My CD collection is split up in two houses, plus I have a good bunch of CDs in my car by rotation. If I want a CD in my stereo, it's not always there, and it takes a while for me to pick it up and change from one to another, not to mention if I want random play from a long playlist instead of full albums (that's how I listen about half of the time). I used to backup a small chunk of my CD collection in mp3 format in my hard drive, but it took me quite some time for the job and eats up drive space. With Spotify, as long as I am at the PC, everything is available within ~5 seconds. I actually use Spotify for both listening to something new and for listening to my own albums! At home our PCs are often on all the time while we're there. This is not a problem.

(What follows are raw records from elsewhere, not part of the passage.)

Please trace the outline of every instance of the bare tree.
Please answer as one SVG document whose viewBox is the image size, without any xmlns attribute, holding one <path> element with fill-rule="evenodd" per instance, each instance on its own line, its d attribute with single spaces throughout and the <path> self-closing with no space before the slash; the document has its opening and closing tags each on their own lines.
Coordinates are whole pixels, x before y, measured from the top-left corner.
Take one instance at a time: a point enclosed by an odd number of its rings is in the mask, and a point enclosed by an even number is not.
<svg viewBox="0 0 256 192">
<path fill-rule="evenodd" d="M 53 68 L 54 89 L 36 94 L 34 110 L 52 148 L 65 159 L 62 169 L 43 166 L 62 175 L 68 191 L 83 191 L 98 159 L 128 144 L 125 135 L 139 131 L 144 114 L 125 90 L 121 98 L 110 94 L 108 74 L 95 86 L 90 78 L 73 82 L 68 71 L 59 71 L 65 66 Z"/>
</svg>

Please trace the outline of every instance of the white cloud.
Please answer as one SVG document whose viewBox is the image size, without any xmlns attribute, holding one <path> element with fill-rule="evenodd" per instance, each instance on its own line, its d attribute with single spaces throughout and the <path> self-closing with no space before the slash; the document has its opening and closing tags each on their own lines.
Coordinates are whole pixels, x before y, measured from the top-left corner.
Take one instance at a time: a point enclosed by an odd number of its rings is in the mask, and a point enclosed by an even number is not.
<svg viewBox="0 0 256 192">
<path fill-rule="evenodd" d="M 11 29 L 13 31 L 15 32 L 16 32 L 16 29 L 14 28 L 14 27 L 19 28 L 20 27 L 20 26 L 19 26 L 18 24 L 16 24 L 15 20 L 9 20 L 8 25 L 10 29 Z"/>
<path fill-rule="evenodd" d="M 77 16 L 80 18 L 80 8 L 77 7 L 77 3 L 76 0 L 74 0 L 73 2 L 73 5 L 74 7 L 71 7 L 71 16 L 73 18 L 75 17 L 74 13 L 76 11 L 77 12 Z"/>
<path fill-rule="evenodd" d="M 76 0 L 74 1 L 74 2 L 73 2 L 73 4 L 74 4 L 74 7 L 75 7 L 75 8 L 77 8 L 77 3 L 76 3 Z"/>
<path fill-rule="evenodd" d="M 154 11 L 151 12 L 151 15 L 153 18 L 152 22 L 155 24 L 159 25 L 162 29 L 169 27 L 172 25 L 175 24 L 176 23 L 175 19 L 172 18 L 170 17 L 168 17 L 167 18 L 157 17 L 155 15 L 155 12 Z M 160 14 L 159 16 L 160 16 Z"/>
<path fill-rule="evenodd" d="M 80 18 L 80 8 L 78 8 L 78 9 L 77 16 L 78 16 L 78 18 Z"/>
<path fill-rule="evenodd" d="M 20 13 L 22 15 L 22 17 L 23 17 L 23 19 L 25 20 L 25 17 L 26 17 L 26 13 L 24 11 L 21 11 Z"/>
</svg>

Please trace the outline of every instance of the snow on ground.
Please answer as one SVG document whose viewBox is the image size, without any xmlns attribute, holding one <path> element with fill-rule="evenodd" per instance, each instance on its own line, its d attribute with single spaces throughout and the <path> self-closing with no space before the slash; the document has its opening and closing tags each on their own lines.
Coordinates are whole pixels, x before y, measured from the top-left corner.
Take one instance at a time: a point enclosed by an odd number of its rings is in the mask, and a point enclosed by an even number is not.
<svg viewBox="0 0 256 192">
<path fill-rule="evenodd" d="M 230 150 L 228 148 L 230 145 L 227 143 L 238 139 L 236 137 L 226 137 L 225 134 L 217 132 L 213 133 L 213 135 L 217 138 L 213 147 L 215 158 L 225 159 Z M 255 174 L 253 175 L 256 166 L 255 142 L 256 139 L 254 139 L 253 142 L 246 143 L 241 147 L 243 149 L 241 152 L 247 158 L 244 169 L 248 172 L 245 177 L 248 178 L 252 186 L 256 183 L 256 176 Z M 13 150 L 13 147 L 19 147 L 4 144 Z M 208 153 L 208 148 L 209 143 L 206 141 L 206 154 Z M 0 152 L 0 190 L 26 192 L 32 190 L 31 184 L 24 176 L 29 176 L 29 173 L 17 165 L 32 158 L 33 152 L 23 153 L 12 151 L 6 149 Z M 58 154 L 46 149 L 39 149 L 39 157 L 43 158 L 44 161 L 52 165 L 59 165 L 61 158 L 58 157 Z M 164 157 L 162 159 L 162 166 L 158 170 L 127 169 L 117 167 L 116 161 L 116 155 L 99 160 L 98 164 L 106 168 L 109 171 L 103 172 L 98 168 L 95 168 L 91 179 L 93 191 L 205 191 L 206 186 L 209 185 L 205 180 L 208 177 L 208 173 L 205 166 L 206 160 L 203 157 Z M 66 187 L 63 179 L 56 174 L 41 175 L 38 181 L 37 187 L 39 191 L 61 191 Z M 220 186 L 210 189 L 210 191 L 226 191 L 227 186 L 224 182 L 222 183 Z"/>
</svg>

I don't understand however why people complain that it's not the ultimate solution. So far, nothing manages to be the ultimate solution... but why bother? Nobody says that you have to use only Spotify, only Rhapsody, or only CDs... However for me, since I had Spotify, it's been the only way I listen music from my PC, which I have freed from the mp3 backup because I don't need it anymore. I still play my CDs in my car and kitchen stereo, and keep a Gb or two of those mp3 files in my mobile instead (to listen to when doing sports or traveling by bus/train/plane) but in all these situations I wish Spotify would be accessible too (unfortunately my mobile doesn't support Spotify Mobile), because if it was it would certainly be easier.


A final note... there are two options: if you don't feel like spending 120e/year, you can use the free version with banners and audio commercials (requires an invitation, but it may possibly be totally open later, and it actually was for a while until they started to have load problems). I don't see why people are outraged by these systems: they are exactly the same systems used by television! You either pay a channel subscription or you eat up the commercials. If you can suffer spots on the TV and the FM radio, why can't you suffer spots on a program which is practically the same as a radio but on-demand? I actually wish there was the same system on TV, instead of having to watch what the TV has chosen for me.
:thu:

 

Spotify has a serious chance of total failure in the USA because the amount of money the artists actually make is dismal. Ads and subscriptions have both been tried here in the states before and neither have ever worked. Spotify has pushed back their US release date - I believe it is because they're trying to get with cable providers to bundle the thing. That might actually work. I'd like it.